The recent Sky News report on schools replacing traditional nativity plays with mixed-faith or generic “winter” performances claims to reflect modern Britain. What it actually reflects is a profound misunderstanding of what Christmas is and why it exists at all.
Christmas is not a neutral cultural celebration, nor is it a flexible container into which every belief system can be poured. It is unapologetically Christian. It marks the staggering claim that God entered history, not as an idea or moral teacher, but as a baby. Jesus Christ did what no other faith claims: He was fully God and fully human, born into weakness, lived a sinless life, loved with perfect clarity, died a sacrificial death, and rose bodily from the dead three days later. As Christians we do not call Him one option among many. We confess Him as Lord, Saviour, and King.

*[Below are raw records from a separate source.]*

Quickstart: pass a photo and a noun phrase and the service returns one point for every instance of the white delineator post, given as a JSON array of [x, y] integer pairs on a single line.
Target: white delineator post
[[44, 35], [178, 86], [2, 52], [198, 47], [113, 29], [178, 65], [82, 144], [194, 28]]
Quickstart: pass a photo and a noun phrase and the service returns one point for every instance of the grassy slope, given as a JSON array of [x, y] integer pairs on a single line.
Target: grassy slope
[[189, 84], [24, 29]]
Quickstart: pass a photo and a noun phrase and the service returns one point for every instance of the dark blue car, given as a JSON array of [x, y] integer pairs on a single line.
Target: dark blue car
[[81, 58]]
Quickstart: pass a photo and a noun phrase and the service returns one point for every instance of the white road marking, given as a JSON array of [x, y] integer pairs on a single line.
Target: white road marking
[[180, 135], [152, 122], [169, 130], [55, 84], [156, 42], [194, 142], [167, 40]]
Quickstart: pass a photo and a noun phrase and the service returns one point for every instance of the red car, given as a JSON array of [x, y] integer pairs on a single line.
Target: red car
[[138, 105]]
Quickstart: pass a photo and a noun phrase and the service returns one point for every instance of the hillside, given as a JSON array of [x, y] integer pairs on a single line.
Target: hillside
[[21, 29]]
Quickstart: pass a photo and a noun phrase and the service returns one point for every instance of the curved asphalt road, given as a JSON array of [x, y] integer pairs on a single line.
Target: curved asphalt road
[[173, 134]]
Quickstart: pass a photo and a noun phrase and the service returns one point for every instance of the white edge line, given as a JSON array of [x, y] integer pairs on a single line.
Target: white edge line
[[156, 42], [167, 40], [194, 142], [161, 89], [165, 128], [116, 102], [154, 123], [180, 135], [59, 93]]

To dilute Christmas in the name of inclusion is not kindness; it is confusion. Inclusivity does not require the erasure of meaning. Britain’s story, calendar, and moral imagination have been profoundly shaped by Christianity, and the nativity is not propaganda, it is proclamation of good news. Removing it does not create neutrality; it replaces conviction with vagueness and faith with sentiment.
Ironically, no one is offended by the clarity of Ramadan or Diwali. Their meaning is respected precisely because it is defined. Christmas deserves the same honesty. If schools want to teach about multiple faiths, it should not come at the cost of hollowing out one of the most significant events in human history.
Christmas does not exist to affirm everyone’s beliefs. It exists to announce something disruptive and world changing: Jesus Christ has arrived. Strip that away, and what remains may be festive, but it is not Christmas.